Assim, calcula-se que entre 150 e 200 mil judeus estabelecidos em Sefarad (Espanha em hebraico) havia cerca de 1.400 anos (mil e quatrocentos anos!), tão espanhóis quanto os cristãos (os árabes chegaram à península ibérica sete séculos depois), integrados na cultura e sociedade hispânicas, tiveram que tomar o caminho do exílio. Esses sefardins, artesãos, comerciantes, professores, médicos, intelectuais (o filósofo e teólogo Maimônides foi um deles) e até ministros, foram forçados a renegar sua fé e a converter-se ao cristianismo ou a abandonar sua terra havia quase um milênio e meio.

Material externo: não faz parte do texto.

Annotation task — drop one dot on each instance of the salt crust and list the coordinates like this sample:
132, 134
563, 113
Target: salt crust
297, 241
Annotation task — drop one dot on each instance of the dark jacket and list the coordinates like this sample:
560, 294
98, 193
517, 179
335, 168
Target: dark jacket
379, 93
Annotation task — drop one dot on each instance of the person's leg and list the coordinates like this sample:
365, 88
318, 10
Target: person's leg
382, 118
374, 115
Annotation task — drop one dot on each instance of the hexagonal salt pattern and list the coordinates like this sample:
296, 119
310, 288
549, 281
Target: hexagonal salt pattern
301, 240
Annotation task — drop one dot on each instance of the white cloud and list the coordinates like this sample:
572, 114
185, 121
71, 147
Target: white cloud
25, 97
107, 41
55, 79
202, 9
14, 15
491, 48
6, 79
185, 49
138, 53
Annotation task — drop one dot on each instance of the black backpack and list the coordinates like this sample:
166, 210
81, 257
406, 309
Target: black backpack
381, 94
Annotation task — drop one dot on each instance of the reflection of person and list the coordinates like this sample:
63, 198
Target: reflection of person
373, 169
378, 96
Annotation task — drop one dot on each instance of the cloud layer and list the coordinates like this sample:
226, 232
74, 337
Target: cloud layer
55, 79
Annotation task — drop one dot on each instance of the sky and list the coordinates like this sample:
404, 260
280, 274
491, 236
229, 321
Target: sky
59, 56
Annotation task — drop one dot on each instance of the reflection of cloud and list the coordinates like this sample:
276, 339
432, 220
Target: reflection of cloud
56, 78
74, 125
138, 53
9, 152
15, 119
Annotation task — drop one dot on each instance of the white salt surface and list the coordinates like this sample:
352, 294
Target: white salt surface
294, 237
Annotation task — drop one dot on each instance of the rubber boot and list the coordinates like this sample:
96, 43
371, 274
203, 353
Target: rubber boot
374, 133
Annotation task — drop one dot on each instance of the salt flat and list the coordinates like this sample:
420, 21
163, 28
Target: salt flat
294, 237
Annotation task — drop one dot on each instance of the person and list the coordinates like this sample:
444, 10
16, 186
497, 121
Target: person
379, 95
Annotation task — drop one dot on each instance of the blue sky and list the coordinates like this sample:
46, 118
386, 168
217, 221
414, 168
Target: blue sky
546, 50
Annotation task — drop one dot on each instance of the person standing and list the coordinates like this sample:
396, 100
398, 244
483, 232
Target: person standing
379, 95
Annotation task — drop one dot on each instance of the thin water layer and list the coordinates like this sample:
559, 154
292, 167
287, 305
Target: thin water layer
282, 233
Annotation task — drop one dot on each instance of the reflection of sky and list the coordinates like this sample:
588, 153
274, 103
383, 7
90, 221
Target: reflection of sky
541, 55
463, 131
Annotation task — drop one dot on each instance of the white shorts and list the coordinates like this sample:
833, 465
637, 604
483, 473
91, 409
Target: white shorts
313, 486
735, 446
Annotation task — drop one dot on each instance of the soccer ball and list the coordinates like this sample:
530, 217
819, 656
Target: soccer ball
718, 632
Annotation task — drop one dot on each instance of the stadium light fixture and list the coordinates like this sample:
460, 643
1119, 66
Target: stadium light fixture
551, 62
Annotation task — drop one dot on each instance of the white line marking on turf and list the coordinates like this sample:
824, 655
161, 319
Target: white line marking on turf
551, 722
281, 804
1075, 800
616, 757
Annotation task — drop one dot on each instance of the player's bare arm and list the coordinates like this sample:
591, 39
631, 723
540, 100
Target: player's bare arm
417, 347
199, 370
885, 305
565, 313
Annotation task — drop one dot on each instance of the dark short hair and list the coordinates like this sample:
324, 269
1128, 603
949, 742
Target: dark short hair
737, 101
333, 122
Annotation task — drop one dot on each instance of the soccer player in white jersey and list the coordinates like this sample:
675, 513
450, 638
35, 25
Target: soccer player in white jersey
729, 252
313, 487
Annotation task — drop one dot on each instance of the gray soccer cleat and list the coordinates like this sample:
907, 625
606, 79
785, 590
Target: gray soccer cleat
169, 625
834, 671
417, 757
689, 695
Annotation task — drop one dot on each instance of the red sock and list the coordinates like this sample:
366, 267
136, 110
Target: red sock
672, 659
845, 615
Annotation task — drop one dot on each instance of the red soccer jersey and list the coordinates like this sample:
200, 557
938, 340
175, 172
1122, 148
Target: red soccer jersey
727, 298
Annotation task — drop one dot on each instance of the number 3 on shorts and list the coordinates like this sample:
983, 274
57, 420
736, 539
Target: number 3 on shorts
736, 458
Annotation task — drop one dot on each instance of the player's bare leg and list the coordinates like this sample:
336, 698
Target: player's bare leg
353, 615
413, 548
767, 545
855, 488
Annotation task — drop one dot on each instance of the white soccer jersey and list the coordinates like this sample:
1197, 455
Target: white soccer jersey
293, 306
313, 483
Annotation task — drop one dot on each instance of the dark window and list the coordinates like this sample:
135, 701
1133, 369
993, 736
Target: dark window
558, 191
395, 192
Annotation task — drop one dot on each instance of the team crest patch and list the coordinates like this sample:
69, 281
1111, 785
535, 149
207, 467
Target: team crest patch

De nada adiantaram as súplicas do rabino Abravanel, ministro dos Reis Católicos, para que eles revogassem a nova lei e permitissem a permanência dos judeus em Sefarad. Fernando e Isabel se recusaram a revogar a lei, mas permitiram que Abravanel ficasse na Espanha. O ministro declinou o privilégio concedido pelo casal real e preferiu seguir seu povo no exílio.
Iniciou-se assim a diáspora dos sefardins. E os judeus espanhóis partiram para o exílio. Deixando para trás 1.400 anos de raízes, de referências, de cultura. Com tudo o que o desterro implica de ruptura, de doloroso, de trágico. Por que eles eram expulsos da própria pátria? Apenas porque eram judeus. E os sefardins partiram para sempre. Alguns tomaram o rumo de Portugal, de onde foram expulsos quatro anos depois, em 1496. Outros foram para o Magreb (Marrocos, Argélia e Tunísia) ou para o Egito. Outros foram para a Itália ou para a Holanda (país que sempre foi um exemplo de tolerância, terra do grande filosofo Baruch Spinoza, filho de sefardins). Mas a maioria foi para os países que formavam o Império Otomano, ou seja, para a antiga Iugoslávia, Bulgária, Grécia e Romênia, na época dominados pelos turcos, e até para a própria Turquia. Países para os quais levaram não só as tradições judaicas, mas as espanholas, como a língua, o ladino, o espanhol que se falava em Sefarad quando eles foram expulsos. O ladino, que alguns linguistas consideram espanhol arcaico (com elementos hebraicos), enquanto outros o consideram uma língua neolatina.
Hoje os judeus sefardins estão espalhados pelo mundo. O prêmio Nobel de Literatura de 1981, Elias Canetti, era búlgaro sefardim e a primeira língua que ele falou foi o ladino, com seus pais. No Brasil – que tem mais de 100 mil judeus (o país com mais judeus da América Latina é a Argentina, com 180 mil) – a maioria é esquenazi (ou ashkenazi), ou seja, judeus originários da Europa Central e Oriental. Alguns sefardins brasileiros são famosos, como Sílvio Santos (seu sobrenome é Abravanel), o pianista Arnaldo Cohen e o cineasta Jom Azulay, entre outros. Uma pequena dica: vale a pena ouvir as belíssimas canções judaico-espanholas, em ladino, de Fortuna, cantora paulista de origem judaica.
Uma curiosidade que muitos brasileiros desconhecem. Houve, no século XIX, uma imigração de judeus sefardins, provenientes do Marrocos (especificamente das cidades de Tânger e Tétouan), que se estabeleceram na Amazônia, onde podem ser encontradas famílias com sobrenomes como Benayon, Benchimol, Benzaken, Cohen, Ohana e outros.
Shalom, irmãos sefardins.
25-04-2014
R.Roldan-Roldan é escritor
http://www.davidhaize.wordpress.com
Publicado pelo jornal Correio Popular de Campinas/SP em 13 de maio de 2014

Uma resposta to “Shalom, Sefarad”

  1. Murilo André Says:

    Muito interessante a reportagem. Gostaria de deixar uma dica de leitura “A Mezuzá nos pés da Madona” de Trudy Alexi que resgata um pouco da história dos judeus sefarditas com um tom confessional e biográfico. Abraço fraternal.